TexasMechanics LienRetainage

as a GC, do we even have to care of an owner files an Affidavit of Completion? To lien, we have to file by the 15th day of the 4th month following unpaid draw, so January unpaid, means we file lien by May 15 and so on. Fund trapping notice (retention) is to be filed following completion, so we would file after we are done providing to the site correct?

1 reply

Apr 3, 2018
This is a really good question - especially considering Texas' retainage laws can be all over the place. Typically, a claim against retainage must be filed by the 14th day after the 4th month in which a claimant last furnished labor and materials but also within 30 days of the completion, termination, or abandonment of the project. However, when an Affidavit of Completion has been filed, the time for filing is altered. Upon filing an Affidavit of Completion, a claim must be filed by the 40th day after the date stated in an Affidavit of Completion as the date of completion of the work under the original contract (if the owner sent the claimant notice of an affidavit of completion in the time and manner required). Ultimately, this difference may have little or no effect on an individual claimant - the new deadline to file a claim for retainage after an Affidavit of Completion doesn't appear to be any more rigorous than the original deadline to file, and might actually provide a claimant more time to file. However, it provides a firm deadline that is clearly communicated to all parties.
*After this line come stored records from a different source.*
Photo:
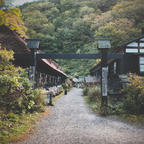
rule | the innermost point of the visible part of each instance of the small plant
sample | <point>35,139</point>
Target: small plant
<point>133,95</point>
<point>85,91</point>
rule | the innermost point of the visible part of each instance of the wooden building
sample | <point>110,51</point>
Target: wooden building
<point>48,72</point>
<point>132,61</point>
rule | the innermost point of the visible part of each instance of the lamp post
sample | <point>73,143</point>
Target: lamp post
<point>33,44</point>
<point>104,45</point>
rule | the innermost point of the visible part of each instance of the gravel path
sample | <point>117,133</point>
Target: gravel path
<point>72,122</point>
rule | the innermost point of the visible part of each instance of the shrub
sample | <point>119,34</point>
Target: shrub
<point>133,95</point>
<point>16,93</point>
<point>85,91</point>
<point>94,93</point>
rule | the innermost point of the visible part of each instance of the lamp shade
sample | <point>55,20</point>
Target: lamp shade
<point>33,43</point>
<point>104,43</point>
Without an Affidavit of Completion, there may be room for argument as to when a project has actually concluded. This idea can be found across lien laws nationwide - while mechanics lien rights are a powerful right conferred upon construction workers across the country, strict deadlines and notice requirements help limit an owner's liability. Otherwise, owners and general contractors could face seemingly endless liability or mechanics liens popping up out of seemingly nowhere (though, admittedly, that does still seem to happen from time to time).